Di sepanjang jalan menuju Sembalun akan banyak ditemui plang menuju air terjun, mata air, kolam renang, pemandian dan wisata air lainnya. Sebut saja Otak Kokoq, Lemor, Joben, Pemandian Pesanggrahan sebagai contoh wisata air yang ada di sana.

Tapi kali ini, tujuan perjalanan saya adalah menyusuri pantai di sepanjang jalur timur ke selatan Lombok. Kali ini saya sebagai tuan rumah membawa banyak sekali tamu, teman kantor, dan teman kampus yang sudah lama sekali merencanakan perjalanan ke Lombok.

Tiga orang sudah melanjutkan perjalanan ke Bali, usai mereka berlibur bersama di Gili Trawangan Lombok Barat. Bersama lima teman lainnya, saya menyiapkan sepeda motor untuk berangkat. Maklum, jalur yang ditempuh lumayan panjang. Tak ada jeep, motor matik atau bebek pun jadi!

Usai sarapan dengan menu makanan tradisional di dekat terminal Pancor, kami pun melajukan sepeda motor. Perjalanan yang sempat terhenti akibat ban bocor sempat mencemaskan. Perjalan akan jauh dan jalan yang dilalui akan lama, berpasir, berdebu dan berbatu. Tapi karena semangat, kami pasrahkan semuanya pada tukang tambal ban dan bensin eceran yang mudah-mudahan banyak kami temui di jalan nanti.

Perjalanan dimulai melalui Kota Selong, tembus ke Klayu dan melewati Tanjung. Dalam perjalanan ini, kami juga melewati Pantai Suryawangi, Pantai Labuhan Haji dan Pantai Rambang. Kami pun sempat singgah di Pantai Rambang yang juga menjadi kawasan pantai yang sebagiannya dipakai sebagai landasan udara untuk Angkatan Udara. Meski gersang dan panas, pantai yang bersih, tidak begitu bergelombang membuat kami ingin beristirahat dan menikmati suasana di sana.

Inilah Rambang, sebuah pantai dengan beberapa pohon bakau dan karang-karang di ujungnya. Pasir putih dan hitam agak tercampur. Pohon-pohon meranggas karena panas. Kami minum air dari botol yang kami bawa dan mengambil foto untuk bernarsis ria sejenak. Berfoto di muara yang mirip danau kecil dekat pantai.

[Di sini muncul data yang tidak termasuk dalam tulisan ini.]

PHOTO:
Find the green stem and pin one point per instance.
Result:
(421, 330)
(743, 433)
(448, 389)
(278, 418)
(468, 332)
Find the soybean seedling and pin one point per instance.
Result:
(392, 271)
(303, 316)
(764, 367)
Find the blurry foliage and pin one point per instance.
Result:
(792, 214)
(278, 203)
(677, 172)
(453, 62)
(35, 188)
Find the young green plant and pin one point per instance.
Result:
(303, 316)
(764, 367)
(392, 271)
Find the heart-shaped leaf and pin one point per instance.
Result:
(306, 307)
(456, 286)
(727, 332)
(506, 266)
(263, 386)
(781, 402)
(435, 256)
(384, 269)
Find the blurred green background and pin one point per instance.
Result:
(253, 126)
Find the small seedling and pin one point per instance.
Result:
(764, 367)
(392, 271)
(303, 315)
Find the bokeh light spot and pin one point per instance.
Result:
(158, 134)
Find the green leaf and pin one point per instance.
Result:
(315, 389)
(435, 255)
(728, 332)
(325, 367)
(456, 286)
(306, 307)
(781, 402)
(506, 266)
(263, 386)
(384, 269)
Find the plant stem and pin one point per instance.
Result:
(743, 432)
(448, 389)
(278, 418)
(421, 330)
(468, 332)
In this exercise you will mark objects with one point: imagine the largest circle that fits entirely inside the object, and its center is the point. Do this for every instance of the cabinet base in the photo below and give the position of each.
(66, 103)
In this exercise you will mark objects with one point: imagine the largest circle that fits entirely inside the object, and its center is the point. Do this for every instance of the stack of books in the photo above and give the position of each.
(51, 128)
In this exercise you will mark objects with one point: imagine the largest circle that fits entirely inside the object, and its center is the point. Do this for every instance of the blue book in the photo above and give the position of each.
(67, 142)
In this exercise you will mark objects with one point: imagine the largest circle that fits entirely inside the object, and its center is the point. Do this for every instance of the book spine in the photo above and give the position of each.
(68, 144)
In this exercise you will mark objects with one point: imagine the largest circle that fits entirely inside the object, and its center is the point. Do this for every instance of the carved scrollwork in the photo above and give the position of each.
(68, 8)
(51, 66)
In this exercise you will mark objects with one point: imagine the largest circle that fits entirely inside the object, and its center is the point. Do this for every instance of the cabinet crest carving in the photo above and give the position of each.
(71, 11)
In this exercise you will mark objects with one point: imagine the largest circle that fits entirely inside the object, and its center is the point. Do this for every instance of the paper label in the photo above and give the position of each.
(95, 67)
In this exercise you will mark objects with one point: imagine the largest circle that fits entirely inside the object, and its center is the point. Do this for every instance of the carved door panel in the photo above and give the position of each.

Kami hanya singgah sebentar di sana, karena perjalanan masih jauh. Kami pun berangkat, menyusuri jalan yang terlihat baru diaspal dan membentang di sampaing pantai-pantai Lombok Timur menuju Lombok bagian selatan. Hampir putus asa, sebab beberapa pantai yang kami temui sepanjang jalan itu belum satu pun yang merujuk ke Pantai Pink.

Bahkan saya sebagai penduduk Lombok Timur pun belum pernah berkunjung ke Pantai Pink. Dari beberapa info, patokan pantai ini adalah dekat Pantai Surga, Pantai Cemara dan Tanjung Ringgit. Beberapa nama pantai itu memang cukup familiar dan saya tahu jalurnya.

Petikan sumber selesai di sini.